Durante el primer trimestre del año hubo un aumento de la conflictividad social que
prolongó el impulso de diciembre de 2017, pero rápidamente se desmovilizó. Los datos
disponibles del ex Ministerio de trabajo para el segundo trimestre de 2018 muestran una
caída de los conflictos con paro respecto del mismo período en 2017
(Fuente:http://www.trabajo.gob.ar/estadisticas/conflictoslaborales/). Ese dato adquiere
mayor significación si lo comparamos con lo sucedido en 2014 y 2016: años de
devaluación, recesión y ajuste frente a los cuales se dieron picos de conflictividad obrera.

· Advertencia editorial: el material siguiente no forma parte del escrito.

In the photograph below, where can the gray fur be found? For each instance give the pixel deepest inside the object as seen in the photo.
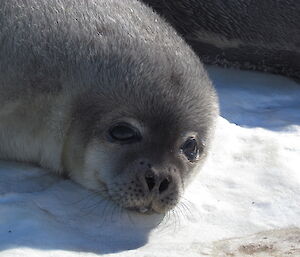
(69, 69)
(256, 35)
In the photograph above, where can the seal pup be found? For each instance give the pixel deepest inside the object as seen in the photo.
(253, 35)
(107, 93)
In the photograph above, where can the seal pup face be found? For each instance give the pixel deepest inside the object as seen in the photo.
(141, 168)
(142, 147)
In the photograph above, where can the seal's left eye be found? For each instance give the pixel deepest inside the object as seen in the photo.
(124, 133)
(190, 149)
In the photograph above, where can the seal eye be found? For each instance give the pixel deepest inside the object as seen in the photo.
(124, 133)
(190, 149)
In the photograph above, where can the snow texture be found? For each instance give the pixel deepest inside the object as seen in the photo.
(250, 183)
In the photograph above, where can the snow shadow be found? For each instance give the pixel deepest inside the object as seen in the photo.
(45, 212)
(255, 99)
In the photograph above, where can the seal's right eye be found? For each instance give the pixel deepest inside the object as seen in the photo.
(124, 133)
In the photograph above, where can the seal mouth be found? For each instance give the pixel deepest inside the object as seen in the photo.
(143, 210)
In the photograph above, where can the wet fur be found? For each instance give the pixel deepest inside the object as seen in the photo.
(255, 35)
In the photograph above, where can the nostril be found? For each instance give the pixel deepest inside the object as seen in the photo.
(164, 185)
(150, 180)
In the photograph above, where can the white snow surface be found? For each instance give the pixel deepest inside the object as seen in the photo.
(250, 183)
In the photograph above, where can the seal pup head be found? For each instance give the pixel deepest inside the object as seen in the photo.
(142, 137)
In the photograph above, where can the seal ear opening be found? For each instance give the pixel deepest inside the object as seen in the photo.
(124, 133)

Si bien en las explicaciones convencionales de la izquierda suele haber una atribución
de responsabilidad rutinaria y excesiva a las direcciones políticas y sindicales (“las masas
quieren luchar pero las direcciones traicionan”), subestimando que las burocracias
sindicales o políticas expresan relaciones de fuerza y estados de conciencia reales en la
clase trabajadora, en este caso la responsabilidad de las direcciones fue decisivo, explícito
y difícil de exagerar. Juan Grabois se convirtió en el portavoz de este rechazo del conflicto
social, llegando retrospectivamente a rechazar el carácter progresivo del estallido de
2001[4]. Lo que el discurso de Grabois hacía explícito era también un “secreto a voces”
entre la militancia kirchnerista: desde el Instituto Patria se bajó la línea de que era
contraproducente que “caiga Macri” y se resolvió entonces contener el impulso de la
movilización con el objetivo de esperar a un ajuste de cuentas electoral con el gobierno.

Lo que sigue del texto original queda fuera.